Bölümle alakalı bir sorun görürseniz, hoşunuza gitmeyen herhangi bir şey varsa da benimle paylaşın. Keyifli okumalar♡

♤♤

Kucağımdaki çantamın saplarıyla oynuyordum bakışlarım ön camdayken. Henüz yeni yola çıkmıştık. Arabanın içi buram buram Devran'ın kendine has kokusu kokuyordu ve ben kalbimin sıkça atmasına odaklamıştım kendimi. Nasıl ritmini normale döndürürdüm, bilemiyordum. "Betül." Aramızda süren sessizliği bozmasına sevindim, uzun yıllardır toplamda yapmadığımız konuşmayı birkaç günde yapmıştık ve bunu beni mutlu etmeye yetiyordu. "Efendim."

"Yarın da bu saatte mi eve gidersin?" Yolu uzatıp ana yoldan devam ediyorduk, on dakikalık yolu neden uzattığımızı anlamasam da halimden memnun olduğumu da inkar edecek değildim. Gözlerini sık sık üzerime çevirmesi ise ayrı bir heyecan kaynağıydı benim için.

"Yok. Yarın öğleden sonra dükkanda olmayacağım." Epilasyon randevum vardı. Çıkışta da direkt eve gidecektim Pelo kapayacaktı dükkanı. "Neden sordun?"

"Ya nerde olacaksın? İstersen alabilirim seni," dedi sorduğum soruyu es geçerek.

"Gerek yok teşekkür ederim, dükkana lazım olan birkaç eşya var onlara bakacağım." Dirseğini kapıya yaslayıp elini kirli sakallarında gezdirdi. "Niye sordun?" Sorumu tekrarladım ama bakışları ön camdaydı. "Bir süre tek gitmesen iyi olacak," dedi sıkıntılı bir sesle. Umut abiden bahsettiği çok açıktı. "Yok, sorun olmaz benim için. Sonuçta hep bu korkuyla yaşayamam. Hem bana mahlallede hiçbir şey yapamaz," diye açıkladım kendimi. Başını iki yana sallarken hiç de umursuyor gibi değildi beni.

Bunun bir nedeni de uykusuz ve yorgun olmasıydı. Daha önce, dükkandayken de dikkatimi çekmişti ama şimdi daha yoğundu. "Yorgun duruyorsun," dedim az önce konuştuğumuz konuyu kapamak iseteyerek. Bedenimi şoför koltuğuna taraf çevirip daha rahat bir pozisyonla açık açık yanımdaki varlığını inceledim. "Uykusuzum." Sadece baş sallamakla yetindim. Neticede elimden bir şey gelmezdi.
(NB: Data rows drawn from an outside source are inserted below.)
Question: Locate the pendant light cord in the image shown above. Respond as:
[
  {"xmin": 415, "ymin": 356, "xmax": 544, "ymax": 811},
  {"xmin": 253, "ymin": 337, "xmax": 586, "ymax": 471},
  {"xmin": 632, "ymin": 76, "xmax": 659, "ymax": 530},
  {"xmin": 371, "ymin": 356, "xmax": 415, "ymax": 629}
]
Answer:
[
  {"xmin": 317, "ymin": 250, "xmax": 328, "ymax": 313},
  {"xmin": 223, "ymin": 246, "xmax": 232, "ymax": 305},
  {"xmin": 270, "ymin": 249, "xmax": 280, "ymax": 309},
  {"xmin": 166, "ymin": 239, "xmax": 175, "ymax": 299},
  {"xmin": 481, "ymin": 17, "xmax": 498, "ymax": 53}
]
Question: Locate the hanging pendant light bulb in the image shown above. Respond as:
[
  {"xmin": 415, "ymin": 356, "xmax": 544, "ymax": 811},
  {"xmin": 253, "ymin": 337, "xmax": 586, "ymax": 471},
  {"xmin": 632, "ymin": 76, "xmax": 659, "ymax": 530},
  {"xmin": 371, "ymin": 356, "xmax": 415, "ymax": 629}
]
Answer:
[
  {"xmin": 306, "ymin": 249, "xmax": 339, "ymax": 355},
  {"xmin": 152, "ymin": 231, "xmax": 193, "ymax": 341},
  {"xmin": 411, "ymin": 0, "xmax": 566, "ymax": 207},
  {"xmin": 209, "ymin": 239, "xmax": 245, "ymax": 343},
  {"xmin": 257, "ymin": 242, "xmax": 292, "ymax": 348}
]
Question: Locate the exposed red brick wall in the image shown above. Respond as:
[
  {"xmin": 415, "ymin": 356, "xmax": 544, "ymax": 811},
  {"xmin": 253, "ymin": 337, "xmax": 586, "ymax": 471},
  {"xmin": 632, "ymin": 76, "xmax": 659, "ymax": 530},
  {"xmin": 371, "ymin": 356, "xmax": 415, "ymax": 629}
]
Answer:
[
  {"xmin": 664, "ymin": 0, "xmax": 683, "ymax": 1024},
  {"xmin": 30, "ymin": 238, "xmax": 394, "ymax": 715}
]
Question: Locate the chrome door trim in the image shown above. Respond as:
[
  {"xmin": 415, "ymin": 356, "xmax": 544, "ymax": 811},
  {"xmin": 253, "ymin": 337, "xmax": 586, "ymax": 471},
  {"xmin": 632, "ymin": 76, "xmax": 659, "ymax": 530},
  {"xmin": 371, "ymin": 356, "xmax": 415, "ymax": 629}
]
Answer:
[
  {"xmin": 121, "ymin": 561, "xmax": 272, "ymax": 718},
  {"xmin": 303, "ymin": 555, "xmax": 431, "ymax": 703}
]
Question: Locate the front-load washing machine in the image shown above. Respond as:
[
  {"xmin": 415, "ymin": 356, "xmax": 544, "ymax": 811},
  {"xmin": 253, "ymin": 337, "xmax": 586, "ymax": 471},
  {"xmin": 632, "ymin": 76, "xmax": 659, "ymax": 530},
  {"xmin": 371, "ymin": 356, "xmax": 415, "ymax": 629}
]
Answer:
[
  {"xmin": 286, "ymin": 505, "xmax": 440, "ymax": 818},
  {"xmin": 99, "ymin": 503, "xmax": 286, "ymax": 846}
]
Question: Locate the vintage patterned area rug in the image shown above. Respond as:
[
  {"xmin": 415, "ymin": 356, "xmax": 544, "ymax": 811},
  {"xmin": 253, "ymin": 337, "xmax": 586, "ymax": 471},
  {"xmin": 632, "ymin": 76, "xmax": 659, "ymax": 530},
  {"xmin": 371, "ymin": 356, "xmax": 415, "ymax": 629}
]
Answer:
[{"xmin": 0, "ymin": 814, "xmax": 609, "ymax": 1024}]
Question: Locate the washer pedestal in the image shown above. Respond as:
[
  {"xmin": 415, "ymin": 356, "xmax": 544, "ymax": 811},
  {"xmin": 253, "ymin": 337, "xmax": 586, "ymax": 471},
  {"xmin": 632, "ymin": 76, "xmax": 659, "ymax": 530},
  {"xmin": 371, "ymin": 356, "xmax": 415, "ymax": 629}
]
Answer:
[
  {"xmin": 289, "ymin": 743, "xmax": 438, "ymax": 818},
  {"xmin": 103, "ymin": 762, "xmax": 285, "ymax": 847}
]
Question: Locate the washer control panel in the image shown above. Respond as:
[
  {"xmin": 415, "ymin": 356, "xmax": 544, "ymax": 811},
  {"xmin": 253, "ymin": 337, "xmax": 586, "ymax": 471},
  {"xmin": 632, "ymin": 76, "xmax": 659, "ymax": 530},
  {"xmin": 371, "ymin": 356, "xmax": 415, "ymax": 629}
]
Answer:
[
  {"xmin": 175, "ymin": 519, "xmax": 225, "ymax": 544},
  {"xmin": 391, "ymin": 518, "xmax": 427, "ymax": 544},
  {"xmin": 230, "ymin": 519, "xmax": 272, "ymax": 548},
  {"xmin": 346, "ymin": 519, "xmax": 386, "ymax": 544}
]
Devran, beni kolayca sorgulayabiliyor ya da merak ettiklerini hemen sorabiliyordu. Ben ise söyleyeceğim sözcükleri kırk defa düşünüyor ve rahatça merak ettiklerimi soramıyordum. Kendimle alakalı olan bu durum beni rahatsız ediyor, cesaretlenmem gerektiğini hatırlatıyordu.
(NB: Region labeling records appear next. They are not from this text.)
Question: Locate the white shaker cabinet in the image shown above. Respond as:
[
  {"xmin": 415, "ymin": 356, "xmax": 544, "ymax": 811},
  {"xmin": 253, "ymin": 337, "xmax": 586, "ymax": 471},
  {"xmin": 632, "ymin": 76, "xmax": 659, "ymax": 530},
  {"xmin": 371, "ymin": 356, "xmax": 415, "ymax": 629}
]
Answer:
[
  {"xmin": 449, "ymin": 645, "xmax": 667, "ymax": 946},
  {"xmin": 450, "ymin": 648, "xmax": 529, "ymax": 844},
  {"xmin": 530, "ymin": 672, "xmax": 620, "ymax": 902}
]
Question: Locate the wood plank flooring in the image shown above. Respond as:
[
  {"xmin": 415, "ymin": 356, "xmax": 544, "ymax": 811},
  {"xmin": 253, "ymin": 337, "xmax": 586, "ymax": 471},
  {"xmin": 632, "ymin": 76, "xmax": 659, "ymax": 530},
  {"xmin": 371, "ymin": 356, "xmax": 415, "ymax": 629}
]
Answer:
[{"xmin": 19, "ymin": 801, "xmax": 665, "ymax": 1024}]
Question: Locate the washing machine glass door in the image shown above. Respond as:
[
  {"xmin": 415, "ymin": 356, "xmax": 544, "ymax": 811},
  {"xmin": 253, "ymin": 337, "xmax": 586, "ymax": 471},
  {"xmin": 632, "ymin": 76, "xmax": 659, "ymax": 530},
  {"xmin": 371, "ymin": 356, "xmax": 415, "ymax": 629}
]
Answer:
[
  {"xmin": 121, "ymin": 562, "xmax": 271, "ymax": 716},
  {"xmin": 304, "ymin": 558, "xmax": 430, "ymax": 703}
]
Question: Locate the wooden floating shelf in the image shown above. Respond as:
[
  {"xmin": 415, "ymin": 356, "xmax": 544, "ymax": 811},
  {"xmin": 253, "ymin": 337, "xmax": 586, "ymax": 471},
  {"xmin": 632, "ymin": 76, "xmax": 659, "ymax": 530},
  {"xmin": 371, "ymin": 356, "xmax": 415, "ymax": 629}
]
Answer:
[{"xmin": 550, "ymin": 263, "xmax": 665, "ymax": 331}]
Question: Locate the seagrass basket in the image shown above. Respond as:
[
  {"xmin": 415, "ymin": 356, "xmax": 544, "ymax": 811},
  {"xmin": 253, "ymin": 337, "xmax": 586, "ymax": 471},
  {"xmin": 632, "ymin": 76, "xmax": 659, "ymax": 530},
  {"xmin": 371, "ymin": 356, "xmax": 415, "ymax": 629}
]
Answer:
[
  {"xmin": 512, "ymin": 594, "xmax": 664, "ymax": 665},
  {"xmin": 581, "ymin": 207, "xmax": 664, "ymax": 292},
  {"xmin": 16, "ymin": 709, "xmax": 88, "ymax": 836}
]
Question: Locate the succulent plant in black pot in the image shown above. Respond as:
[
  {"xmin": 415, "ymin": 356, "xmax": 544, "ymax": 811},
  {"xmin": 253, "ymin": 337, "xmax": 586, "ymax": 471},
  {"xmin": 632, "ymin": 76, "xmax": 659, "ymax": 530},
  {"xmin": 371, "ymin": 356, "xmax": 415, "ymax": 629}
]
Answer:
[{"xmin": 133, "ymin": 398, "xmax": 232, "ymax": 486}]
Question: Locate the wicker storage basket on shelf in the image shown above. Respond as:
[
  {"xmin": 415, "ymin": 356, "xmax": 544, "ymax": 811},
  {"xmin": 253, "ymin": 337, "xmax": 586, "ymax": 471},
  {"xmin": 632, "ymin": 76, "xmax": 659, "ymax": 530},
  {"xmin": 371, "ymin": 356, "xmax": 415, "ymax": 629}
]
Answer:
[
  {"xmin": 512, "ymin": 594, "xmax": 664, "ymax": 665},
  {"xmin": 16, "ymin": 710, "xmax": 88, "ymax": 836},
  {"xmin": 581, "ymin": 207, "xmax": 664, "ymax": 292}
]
Yolu ne kadar uzatsa da mahalleye girmiştik bile. Yerimde doğruldum, arabayı Gülnur teyzegilin evin önünde durdurdu. "Bıraktığın için teşekkür ederim." Kapıya uzanıp açmak için hamle yaptım ama o direksiyonun yanında asılı olan anahtarın küçük düğmesine basarak buna engel oldu, arabada tok bir ses yankılanırken kapıları kilitlediğini idrak ettim. "Sorun ne," diye sordum içime kaçmış sesimle. Aynı benim gibi bedeninin bir kısmını bana çevirdiğinde karşılıklı bir konumda yüzlerimiz arasında az bir mesafe varken ikimiz de pür dikkat birbirimize bakıyorduk.

"Betül," dedi yutkunmadan önce. Ne çok yakışıyordu adım onun dudaklarına, sesine. Adım daha önce hiç bu kadar hoşuma gitmemiş olabilirdi. "Bazı gerçekleri kabullenmelisin." Anlamayarak baktım. Ya varlığı beni sarhoş etmişti ben anlamıyordum söylediklerini ya da o bana imalarda bulunuyordu. "Anlamadım," dedim sakin bir ses tonuyla. "Hangi gerçekleri?"
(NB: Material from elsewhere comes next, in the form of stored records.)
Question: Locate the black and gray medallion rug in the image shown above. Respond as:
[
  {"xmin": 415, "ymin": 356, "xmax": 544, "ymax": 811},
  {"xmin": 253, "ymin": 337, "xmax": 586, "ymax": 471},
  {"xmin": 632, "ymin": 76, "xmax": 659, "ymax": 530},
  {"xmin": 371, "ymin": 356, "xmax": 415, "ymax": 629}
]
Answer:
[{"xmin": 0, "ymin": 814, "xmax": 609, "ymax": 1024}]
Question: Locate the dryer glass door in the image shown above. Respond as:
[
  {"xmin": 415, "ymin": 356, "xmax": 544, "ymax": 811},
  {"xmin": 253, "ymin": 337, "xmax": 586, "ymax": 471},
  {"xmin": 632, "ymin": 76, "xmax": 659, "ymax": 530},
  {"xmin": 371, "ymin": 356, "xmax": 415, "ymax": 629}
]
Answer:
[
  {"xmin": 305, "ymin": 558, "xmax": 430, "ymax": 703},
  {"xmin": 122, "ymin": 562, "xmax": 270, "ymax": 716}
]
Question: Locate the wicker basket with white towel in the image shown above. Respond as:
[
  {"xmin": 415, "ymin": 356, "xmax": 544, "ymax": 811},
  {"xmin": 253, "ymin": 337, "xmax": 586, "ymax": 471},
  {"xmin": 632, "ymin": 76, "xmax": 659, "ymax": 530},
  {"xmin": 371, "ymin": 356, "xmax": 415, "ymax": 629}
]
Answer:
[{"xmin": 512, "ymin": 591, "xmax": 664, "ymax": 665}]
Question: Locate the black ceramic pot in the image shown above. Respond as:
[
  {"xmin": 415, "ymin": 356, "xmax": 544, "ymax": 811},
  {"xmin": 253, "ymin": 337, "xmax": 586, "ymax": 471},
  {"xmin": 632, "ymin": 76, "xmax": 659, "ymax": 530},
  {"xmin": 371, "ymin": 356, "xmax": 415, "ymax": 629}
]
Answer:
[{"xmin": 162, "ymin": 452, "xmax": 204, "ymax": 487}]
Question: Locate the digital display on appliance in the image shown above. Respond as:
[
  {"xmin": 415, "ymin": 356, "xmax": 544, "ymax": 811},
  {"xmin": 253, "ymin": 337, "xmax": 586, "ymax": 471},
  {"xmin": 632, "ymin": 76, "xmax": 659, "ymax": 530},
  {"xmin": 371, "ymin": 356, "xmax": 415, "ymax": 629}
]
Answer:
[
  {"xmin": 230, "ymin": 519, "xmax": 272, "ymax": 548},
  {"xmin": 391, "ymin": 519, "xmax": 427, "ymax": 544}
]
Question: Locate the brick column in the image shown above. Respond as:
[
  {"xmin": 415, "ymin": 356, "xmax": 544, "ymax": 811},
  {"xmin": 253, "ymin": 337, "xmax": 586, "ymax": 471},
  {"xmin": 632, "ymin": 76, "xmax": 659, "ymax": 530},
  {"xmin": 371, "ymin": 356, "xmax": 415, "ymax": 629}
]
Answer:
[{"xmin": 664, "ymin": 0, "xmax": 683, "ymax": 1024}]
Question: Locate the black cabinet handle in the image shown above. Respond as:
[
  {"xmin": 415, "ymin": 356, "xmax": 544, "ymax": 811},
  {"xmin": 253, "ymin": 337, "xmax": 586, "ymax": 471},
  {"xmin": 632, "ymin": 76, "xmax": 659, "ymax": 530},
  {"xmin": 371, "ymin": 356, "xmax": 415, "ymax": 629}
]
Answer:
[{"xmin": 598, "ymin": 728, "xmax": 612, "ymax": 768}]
"Bizim gerçeklerimizi," diye anında cevap verdi. Gerek ses tonu gerek gözleri aceleciydi. Ağzımı açıp cevap verecektim ki telefon melodisi arabanın içini doldurup her ikimizin de dikkatinin dağılmasına neden oldu.

Bizim gerçeklerimiz.

Önüme dönerken artık her şey netti. Gül'ün Devran hakkında söyledikleriyle az önceki iki kelimeden oluşan sözcük bir araya geldi. Sonra aklıma nerede okuduğumu bilmediğim bir cümle düştü. İdrak etmekte geç mi kalmıştım bilemiyor, düşünemiyordum da o an ama benim asıl hikayemin başladığını biliyordum. Tüm bunlara rağmen yine de kendimi bir anda serbest bırakmak doğru gelmiyordu. Kendimden de ondan da emin olmak istiyordum.